Leurs enfants après eux

7 votes

  • 8/10 Après son prix à Venise, la presse parle beaucoup du film qui sortira en décembre. Il fallait donc lire le livre avant pour ne pas se faire influencer par les images, par le visage de l’acteur interprétant Anthony.
    Ce livre, certains lui attribuent des caractéristiques de madeleine de Proust… ce n’est pas mon cas, sauf pour les titres musicaux choisis, qui donnent leurs titres aux chapitres et qui reflètent exactement des moments précis des 90’s, pour le reste, j’ai vécu à environ 200-300 km de là, vers l’est, et je ne reconnais pas cet esprit de désespérance, ce vide culturel, cet ennui profond qui auraient habité les jeunes… évidemment ma région n’a pas connue l’arrêt brutal des industries métallurgiques et c’est un peu facile d’évoquer des morceaux de musique qui nous rendent tous nostalgiques.
    On aimerait s’attacher davantage aux personnages mais tous à un moment donné sont agaçants, ne réagissent pas comme il faut, n’osent pas, en font trop, dérapent, ratent des occasions…
    c’est ce qui donne au récit toute sa force narrative, cette démonstration sans appel qu’on n’échappe pas au déterminisme social, d’où ce titre qui lui aussi reflète exactement cette idée. Le fossé entre les classes sociales ne se comble pas facilement. Les gens pétris de préjugés s’enferment dans leurs mondes et n’iront pas plus loin.
    « Leurs enfants après eux » sonne comme une sentence ou comme un constat, l’essence même du fatalisme.
    Néanmoins cette lecture qui m’a plongé dans un spleen pas forcément agréable m’a malgré tout séduite. Paradoxal ? Le style de l’auteur, son sens de l’observation d’une grande acuité vous fait vivre des scènes de vie qui indubitablement sont dans le Vrai. Une histoire entre ados, le lecteur suit pas à pas 1992,1994, 1998 des évènements qui s’enchainent, des pages qui se tournent sur un récit qui ne pouvait pas se conclure différemment.

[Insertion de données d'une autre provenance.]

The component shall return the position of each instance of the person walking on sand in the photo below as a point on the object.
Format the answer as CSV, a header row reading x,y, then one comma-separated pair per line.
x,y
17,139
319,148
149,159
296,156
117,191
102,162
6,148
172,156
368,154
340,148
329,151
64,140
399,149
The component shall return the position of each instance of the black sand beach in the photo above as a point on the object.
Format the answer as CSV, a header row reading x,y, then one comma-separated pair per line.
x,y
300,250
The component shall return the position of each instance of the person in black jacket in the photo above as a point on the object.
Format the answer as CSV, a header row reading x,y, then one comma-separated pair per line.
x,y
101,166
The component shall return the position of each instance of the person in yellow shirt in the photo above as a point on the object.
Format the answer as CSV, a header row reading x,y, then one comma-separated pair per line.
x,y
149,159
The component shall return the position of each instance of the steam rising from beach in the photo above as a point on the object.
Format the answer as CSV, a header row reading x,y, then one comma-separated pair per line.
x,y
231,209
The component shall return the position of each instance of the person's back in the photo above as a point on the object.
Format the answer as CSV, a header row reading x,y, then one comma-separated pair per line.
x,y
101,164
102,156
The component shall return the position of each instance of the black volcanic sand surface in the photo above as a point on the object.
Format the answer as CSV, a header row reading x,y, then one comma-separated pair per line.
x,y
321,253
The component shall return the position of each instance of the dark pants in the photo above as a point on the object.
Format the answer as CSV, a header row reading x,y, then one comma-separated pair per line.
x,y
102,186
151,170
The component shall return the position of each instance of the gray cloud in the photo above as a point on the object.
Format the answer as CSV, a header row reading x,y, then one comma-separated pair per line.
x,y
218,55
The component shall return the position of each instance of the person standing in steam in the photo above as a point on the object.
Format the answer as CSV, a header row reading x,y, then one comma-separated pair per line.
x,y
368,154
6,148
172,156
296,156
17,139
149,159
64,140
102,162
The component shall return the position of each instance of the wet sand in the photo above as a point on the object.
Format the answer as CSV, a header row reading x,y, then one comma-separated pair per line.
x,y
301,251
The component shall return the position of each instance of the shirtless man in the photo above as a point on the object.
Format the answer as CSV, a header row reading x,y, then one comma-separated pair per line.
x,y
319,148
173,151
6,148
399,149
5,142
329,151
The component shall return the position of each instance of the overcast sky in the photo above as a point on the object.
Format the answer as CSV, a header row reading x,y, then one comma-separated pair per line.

    24/09/2024 à 12:08 Alice (316 votes, 7.5/10 de moyenne) 5

  • 7/10 Tranche de vies dans cette région dévastée par la crise industrielle des années 90. Nicolas Mathieu décortique la vie de jeunes, Anthony, Hacine, Steph, le Cousin, lycéens à Heillange, un bourg rural où les familles subissent de plein fouet la fermeture des usines métallurgiques locales.

    Entre désœuvrement, lassitude, fatalisme et déterminisme, ces jeunes subissent ou « enragent » leur vie.

    Un livre où la mélancolie transpire à chaque page, un roman générationnel dans lequel je me suis retrouvé et ai partagé des souvenirs. Peu d’action, pas de suspense ou de fil conducteur sauf celui de construire ou subir sa vie et tenter d’échapper ou pas à son héritage social et culturel.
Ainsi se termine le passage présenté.